5 Responses to Understanding concept-oriented catalogs

  1. Conal Tuohy says:

    The New Zealand Electronic Text Centre (where I used to work) has a “concept-oriented catalog” of the digitized works it offers. The IT infrastructure is a “Topic Map” (as defined by the ISO standard 13250). There are topics representing not only works and editions/manifestations, but also people (whether authors or not), places, organisations, ships, etc.

  2. freemoth says:

    Interesting post, I see what your getting at, and look forward to your follow up posts. I do have a little trouble with the term ‘knowledge resource’ though. To me knowledge is something you have, something you acquire through research and experience. It’s something you can share with others, but what you’re sharing is information. Knowledge is internal; information external. When the information you share is internalized by someone else it becomes part of their knowledge.

  3. John Mark Ockerbloom says:

    Conal: Thanks for the pointer to the NZETC catalog! (Click on Conal Tuohy’s name to go there.) I particularly like what it does with authors.

    Freemoth: I understand that in discussions like these, it can be hard to come up with entirely satisfactory terminology. (See my note on “concept”, and the difficulty of using that as well.) I do like the distinction you’ve made here, though for the moment at least I’m trying to focus on discussing the ideas rather than the exact terms to use for the ideas. (Though if there are already settled terms for them that I’m not using, I can consider shifting.)

    I’m working on the second post in the series now, and I hope you’ll continue to read, and comment as you see fit. Thanks!

  4. Hamilton says:

    To the #2 OP, I disagree a little bit, though I see your point. Knowledge is shared, which then is information. More information makes one more knowledgeable. Depending on the way you spin, they can be one in the same IMO. Thanks for sharing.

  5. In our library we started with the idea of “Subject portals” using the existing library resources from the catalog, databases and the web.

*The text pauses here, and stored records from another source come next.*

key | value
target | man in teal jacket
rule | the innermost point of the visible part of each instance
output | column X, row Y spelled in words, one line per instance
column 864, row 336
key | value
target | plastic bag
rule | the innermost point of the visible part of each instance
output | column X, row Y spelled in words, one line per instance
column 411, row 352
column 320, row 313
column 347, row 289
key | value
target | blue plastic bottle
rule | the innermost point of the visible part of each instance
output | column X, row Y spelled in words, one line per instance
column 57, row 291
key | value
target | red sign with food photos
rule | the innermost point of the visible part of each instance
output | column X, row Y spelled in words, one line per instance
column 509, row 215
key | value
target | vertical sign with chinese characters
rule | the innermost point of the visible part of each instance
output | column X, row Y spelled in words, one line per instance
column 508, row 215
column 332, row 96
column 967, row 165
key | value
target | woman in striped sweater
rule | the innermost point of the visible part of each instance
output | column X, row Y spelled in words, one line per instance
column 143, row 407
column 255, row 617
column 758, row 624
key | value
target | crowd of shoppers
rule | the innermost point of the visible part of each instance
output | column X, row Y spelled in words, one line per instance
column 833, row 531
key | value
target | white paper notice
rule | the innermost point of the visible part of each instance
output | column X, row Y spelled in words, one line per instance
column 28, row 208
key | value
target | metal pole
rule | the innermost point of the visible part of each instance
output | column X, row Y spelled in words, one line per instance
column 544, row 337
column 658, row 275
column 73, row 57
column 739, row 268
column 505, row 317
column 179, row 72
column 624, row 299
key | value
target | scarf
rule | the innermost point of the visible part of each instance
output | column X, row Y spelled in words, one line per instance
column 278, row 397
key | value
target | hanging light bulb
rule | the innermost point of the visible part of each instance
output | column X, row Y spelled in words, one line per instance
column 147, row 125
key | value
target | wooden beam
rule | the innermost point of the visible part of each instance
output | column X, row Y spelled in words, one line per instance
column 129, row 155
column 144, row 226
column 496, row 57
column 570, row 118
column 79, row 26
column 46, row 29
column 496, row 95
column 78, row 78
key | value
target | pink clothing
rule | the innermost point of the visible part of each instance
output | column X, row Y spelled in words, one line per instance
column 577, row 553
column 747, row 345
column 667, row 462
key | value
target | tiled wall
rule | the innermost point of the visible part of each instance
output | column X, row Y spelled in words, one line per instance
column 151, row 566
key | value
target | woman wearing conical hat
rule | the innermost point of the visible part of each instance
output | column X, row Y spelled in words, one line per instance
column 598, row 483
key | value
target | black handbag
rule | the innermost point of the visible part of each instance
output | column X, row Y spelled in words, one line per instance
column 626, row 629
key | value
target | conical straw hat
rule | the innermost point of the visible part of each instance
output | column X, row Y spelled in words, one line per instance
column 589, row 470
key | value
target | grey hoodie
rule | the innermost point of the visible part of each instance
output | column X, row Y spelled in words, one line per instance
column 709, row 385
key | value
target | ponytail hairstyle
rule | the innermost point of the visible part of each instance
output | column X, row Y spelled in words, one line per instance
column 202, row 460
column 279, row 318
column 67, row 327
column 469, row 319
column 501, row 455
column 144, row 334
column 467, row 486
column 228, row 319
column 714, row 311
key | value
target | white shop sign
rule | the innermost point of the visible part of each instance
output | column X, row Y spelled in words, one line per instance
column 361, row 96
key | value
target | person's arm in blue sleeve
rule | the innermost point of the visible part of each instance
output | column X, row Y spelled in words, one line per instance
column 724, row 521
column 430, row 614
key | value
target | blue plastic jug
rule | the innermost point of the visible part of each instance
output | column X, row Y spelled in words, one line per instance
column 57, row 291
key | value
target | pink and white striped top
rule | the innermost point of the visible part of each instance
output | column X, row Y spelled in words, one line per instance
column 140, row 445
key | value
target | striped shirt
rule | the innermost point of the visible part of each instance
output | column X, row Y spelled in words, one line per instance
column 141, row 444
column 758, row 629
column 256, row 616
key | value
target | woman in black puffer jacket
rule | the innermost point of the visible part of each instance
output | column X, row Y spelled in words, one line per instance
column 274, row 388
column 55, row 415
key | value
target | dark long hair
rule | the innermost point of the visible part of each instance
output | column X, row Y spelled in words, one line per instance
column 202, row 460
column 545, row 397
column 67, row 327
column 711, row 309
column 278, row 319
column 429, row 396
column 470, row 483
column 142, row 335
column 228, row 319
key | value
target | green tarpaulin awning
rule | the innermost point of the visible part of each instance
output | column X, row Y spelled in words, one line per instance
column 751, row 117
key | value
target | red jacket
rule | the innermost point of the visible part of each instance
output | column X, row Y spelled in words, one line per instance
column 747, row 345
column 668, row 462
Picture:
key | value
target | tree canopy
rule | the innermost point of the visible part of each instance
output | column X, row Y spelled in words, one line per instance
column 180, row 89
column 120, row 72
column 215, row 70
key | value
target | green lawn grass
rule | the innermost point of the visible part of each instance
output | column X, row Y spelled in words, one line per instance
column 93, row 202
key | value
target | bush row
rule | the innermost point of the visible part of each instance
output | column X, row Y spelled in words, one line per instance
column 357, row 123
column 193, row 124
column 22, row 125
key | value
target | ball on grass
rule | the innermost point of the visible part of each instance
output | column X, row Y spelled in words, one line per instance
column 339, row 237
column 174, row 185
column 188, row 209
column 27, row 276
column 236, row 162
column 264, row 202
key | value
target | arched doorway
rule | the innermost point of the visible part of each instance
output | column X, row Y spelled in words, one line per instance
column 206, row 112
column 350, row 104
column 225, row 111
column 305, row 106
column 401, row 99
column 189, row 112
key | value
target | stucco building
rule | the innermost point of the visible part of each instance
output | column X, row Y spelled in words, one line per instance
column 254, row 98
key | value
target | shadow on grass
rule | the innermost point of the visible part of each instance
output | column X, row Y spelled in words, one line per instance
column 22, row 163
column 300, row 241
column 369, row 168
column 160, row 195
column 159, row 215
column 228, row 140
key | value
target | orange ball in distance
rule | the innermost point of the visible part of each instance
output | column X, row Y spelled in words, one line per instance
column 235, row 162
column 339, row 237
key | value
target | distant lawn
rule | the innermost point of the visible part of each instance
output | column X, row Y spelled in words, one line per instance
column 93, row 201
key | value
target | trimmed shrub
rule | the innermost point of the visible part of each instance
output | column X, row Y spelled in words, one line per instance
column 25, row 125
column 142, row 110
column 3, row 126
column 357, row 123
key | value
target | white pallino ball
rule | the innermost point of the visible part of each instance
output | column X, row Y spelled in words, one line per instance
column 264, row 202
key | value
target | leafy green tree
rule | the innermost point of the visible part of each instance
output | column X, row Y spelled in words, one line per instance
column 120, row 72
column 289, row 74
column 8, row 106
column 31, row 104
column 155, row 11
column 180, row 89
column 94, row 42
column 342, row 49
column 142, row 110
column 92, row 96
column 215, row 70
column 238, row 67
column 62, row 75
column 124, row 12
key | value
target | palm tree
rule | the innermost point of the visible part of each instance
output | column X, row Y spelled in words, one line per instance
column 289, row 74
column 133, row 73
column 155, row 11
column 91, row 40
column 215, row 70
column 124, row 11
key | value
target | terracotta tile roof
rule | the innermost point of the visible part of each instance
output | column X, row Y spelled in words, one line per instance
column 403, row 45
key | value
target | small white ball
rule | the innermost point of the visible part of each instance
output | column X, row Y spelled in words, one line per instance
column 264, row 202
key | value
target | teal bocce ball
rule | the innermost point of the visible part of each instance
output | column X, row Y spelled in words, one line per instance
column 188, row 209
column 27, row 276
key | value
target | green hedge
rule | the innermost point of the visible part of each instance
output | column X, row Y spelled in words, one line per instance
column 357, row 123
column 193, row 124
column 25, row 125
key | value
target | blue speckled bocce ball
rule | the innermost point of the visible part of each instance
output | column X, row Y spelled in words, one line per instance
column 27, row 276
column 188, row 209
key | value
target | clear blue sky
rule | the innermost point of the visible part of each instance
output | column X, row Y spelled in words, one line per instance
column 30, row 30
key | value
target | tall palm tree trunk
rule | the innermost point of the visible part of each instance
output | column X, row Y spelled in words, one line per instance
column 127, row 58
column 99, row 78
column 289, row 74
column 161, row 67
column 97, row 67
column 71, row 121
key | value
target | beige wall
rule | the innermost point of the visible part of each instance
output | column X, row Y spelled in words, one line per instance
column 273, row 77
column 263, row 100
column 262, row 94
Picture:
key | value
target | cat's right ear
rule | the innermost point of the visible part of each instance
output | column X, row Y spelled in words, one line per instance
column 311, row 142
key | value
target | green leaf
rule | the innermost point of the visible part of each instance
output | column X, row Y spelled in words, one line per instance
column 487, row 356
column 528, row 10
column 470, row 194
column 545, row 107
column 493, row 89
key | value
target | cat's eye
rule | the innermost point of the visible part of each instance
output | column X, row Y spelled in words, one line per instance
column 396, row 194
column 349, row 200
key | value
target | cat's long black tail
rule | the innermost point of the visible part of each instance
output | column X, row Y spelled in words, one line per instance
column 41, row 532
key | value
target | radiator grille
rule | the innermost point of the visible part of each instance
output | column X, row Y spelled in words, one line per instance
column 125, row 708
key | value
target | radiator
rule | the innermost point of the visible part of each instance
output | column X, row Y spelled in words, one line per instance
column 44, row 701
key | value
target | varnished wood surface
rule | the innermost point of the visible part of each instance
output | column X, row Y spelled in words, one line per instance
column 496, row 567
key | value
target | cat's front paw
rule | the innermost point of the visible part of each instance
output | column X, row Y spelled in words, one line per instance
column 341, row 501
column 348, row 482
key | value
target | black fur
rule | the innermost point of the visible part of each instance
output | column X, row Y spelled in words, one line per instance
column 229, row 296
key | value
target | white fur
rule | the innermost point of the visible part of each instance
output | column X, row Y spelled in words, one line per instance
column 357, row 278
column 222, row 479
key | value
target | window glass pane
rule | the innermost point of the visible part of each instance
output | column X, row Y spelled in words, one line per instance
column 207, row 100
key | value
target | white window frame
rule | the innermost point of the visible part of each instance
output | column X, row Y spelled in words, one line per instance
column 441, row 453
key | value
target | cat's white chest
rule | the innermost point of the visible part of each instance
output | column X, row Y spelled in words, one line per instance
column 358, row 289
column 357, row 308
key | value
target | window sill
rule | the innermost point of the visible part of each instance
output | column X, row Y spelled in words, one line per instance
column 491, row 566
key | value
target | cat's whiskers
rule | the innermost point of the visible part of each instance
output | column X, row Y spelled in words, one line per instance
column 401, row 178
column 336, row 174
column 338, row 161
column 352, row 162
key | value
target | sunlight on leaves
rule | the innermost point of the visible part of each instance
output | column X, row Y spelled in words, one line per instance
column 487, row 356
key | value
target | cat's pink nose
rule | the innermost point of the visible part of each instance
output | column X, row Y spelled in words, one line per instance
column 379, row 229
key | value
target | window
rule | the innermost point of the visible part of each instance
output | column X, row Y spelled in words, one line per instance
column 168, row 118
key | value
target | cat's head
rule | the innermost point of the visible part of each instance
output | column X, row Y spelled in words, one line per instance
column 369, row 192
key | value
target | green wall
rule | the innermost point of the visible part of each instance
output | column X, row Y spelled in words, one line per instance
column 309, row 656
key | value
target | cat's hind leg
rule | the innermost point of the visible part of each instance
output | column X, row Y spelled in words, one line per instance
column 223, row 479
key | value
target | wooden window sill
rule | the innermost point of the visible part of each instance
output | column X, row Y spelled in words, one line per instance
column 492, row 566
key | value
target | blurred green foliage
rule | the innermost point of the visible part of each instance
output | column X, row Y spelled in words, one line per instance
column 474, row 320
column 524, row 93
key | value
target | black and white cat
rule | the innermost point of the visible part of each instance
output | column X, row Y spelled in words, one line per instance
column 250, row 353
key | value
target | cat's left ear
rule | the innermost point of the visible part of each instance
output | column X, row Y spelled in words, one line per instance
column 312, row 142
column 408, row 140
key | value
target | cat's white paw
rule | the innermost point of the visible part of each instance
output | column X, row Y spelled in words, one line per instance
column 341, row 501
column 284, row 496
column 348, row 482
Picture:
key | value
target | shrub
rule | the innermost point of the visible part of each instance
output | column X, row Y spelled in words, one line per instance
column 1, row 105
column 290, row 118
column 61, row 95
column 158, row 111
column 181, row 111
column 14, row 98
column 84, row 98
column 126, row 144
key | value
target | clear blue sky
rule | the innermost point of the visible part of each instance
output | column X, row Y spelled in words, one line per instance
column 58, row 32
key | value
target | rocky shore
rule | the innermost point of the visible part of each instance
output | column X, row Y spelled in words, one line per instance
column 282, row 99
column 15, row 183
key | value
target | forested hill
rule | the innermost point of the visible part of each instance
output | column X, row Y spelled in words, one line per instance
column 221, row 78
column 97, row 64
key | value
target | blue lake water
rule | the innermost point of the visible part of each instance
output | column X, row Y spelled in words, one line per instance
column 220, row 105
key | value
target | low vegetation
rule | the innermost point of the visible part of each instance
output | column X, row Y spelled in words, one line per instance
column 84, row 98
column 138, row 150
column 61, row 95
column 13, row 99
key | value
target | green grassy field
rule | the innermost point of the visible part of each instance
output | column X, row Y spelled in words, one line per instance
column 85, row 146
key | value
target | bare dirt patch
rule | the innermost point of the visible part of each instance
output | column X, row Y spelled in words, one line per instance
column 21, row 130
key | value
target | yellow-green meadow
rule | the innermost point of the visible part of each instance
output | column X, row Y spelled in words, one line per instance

We currently have one up and running as “Pasteur: Resources and search engine for health and medicine” under our Library site.

    This is a sample search from that portal:
    http://biblioteca.mty.itesm.mx/pasteur/en/search/apachesolr_search/heart

    You can also read as to how we developed it here:

    Click to access ViewContentServlet

    and here:
    http://stupendousamazing.blogspot.com/2008/11/building-thematic-library-with-drupal.html

    In short, some ideas as to how it would work:
    * self-organization using profiles; we would do some hard work defining our “broad portal subject” in terms of HILCC segments (call number ranges). The portal then ties those resources together as a browsable mechanism. (nothing new)
    * not just have the resources tied together (e.g. a “catalog” search would also show some related online articles and resources too) but that we could get down to writing quick subject guides we could force on top of search results (e.g. “best bets”) that could be quickly written by librarians with no tech knowledge needed.

    The goal is to have 5 such portals (Health, Engineering, Business, etc.) tailored to our end audience, with the appropriate librarian subject specialists (and some technology) behind them, so that they will bring relevant information, services, and perhaps a selection of news, local events and other external content relevant to the users to have a well-rounded discovery environment.